The final diagnosis of COVID-19 (n=80) was based on a thoracic CT scan in most patients (n=71, 89%), followed by a contagion history (n=15, 19%), subsequent positive PCR tests (n=11, 14%), and serological testing (n=2, 3%). Demographics and baseline characteristics did not differ between cases and controls. PCR tests were done after a median of 6 days in cases and 5 days in controls (P=0.27). Mortality, hospital length-of-stay, need for antiviral medication, and mechanical ventilation did not differ between the groups. Patients with platelet counts >207x103/mm3 and/or CRP levels >79.8 mg/L were at increased risk of having a false-negative first PCR test (aOR 3.81, P=0.034; aOR 4.00, P=0.023, respectively; see Figure). Moreover, patients with non-specific symptoms as fatigue or headache had a lower risk of false-negative first PCR. The time between symptom onset and PCR test was not associated with test positivity.

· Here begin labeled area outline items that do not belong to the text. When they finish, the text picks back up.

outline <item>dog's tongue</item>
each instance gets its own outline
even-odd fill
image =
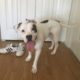
[[[34,51],[34,45],[35,43],[33,41],[29,41],[26,43],[26,48],[28,51],[33,52]]]

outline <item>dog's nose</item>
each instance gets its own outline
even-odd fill
[[[28,41],[31,41],[31,40],[32,40],[32,35],[27,35],[27,36],[26,36],[26,39],[27,39]]]

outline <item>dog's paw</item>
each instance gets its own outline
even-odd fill
[[[32,73],[35,74],[37,72],[37,68],[36,67],[32,67]]]

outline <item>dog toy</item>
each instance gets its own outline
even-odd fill
[[[24,53],[24,45],[22,43],[19,44],[8,44],[6,47],[0,49],[0,53],[14,53],[16,52],[16,56],[22,56]]]
[[[34,52],[34,45],[35,45],[35,43],[34,43],[34,41],[29,41],[29,42],[27,42],[26,44],[25,44],[25,46],[26,46],[26,49],[28,50],[28,51],[30,51],[30,52]]]

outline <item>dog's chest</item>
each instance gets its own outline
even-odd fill
[[[43,37],[44,39],[49,36],[50,28],[48,24],[39,24],[38,26],[38,37]]]

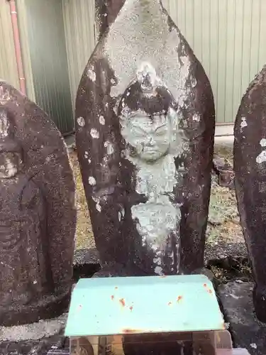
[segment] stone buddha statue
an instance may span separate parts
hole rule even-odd
[[[0,300],[26,305],[49,291],[45,208],[23,170],[23,152],[9,112],[0,109]]]
[[[194,272],[204,265],[211,85],[161,1],[107,7],[102,17],[112,19],[84,69],[75,110],[96,275]]]
[[[185,147],[178,127],[177,104],[155,69],[141,64],[137,80],[123,94],[118,106],[124,159],[134,166],[135,192],[145,202],[131,207],[142,247],[153,253],[155,275],[179,272],[181,201],[174,189],[182,182],[177,159]]]

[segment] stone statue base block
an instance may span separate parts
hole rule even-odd
[[[31,324],[0,327],[0,344],[38,341],[60,334],[65,329],[67,317],[67,314],[65,313],[57,318],[40,320]]]
[[[265,355],[266,324],[254,313],[253,289],[253,283],[231,281],[221,285],[218,294],[234,346],[248,349],[250,355]]]
[[[70,290],[60,295],[51,295],[43,297],[38,302],[31,302],[29,305],[13,304],[9,307],[1,310],[1,315],[4,322],[4,327],[21,325],[38,322],[40,320],[50,319],[59,317],[67,310],[70,302]],[[1,327],[0,327],[0,329]],[[0,331],[0,340],[2,337]]]

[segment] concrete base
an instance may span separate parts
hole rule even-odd
[[[67,314],[58,318],[15,327],[0,327],[0,342],[39,340],[58,334],[65,328]],[[0,353],[1,354],[1,353]]]

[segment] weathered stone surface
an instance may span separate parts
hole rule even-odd
[[[253,265],[254,305],[266,322],[266,66],[245,94],[235,124],[235,185]]]
[[[234,346],[247,349],[251,355],[265,355],[266,327],[254,315],[252,290],[251,283],[232,281],[217,291]]]
[[[60,352],[62,355],[69,355],[69,349],[67,351],[67,348],[65,346],[65,344],[67,342],[65,338],[62,335],[44,338],[39,341],[1,342],[0,343],[0,354],[48,355],[51,349],[58,349],[58,353]],[[67,346],[67,344],[66,346]]]
[[[204,266],[214,121],[208,78],[160,1],[127,0],[91,57],[76,102],[103,264],[139,275]]]
[[[63,138],[34,103],[0,82],[0,325],[67,307],[76,223]]]

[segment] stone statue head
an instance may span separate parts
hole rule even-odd
[[[131,155],[155,162],[168,153],[177,121],[176,103],[154,68],[143,63],[118,106],[121,135]]]
[[[13,178],[21,164],[21,147],[14,136],[8,111],[0,108],[0,179]]]

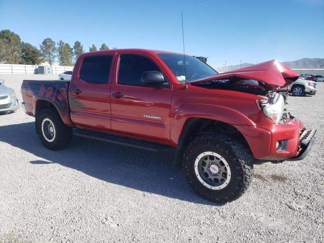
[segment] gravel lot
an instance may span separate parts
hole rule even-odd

Figure: Predictive factors of false-negative PCR [1]



In conclusion, patients with higher inflammation markers were at increased risk of false-negative first PCR. Patients with suspected COVID-19 but a negative first PCR test should be repeatedly tested by PCR. Alternatively, a CT scan should be used for diagnosis.

  1. Gille T, et al. Predictors of negative first SARS-CoV-2 PCR despite final diagnosis of COVID-19 and association with outcome. Abstract 2662, ERS 2021, 5–8 September.
  2. Lascarrou JB, et al. Sci Rep 2021;11(1):1–7.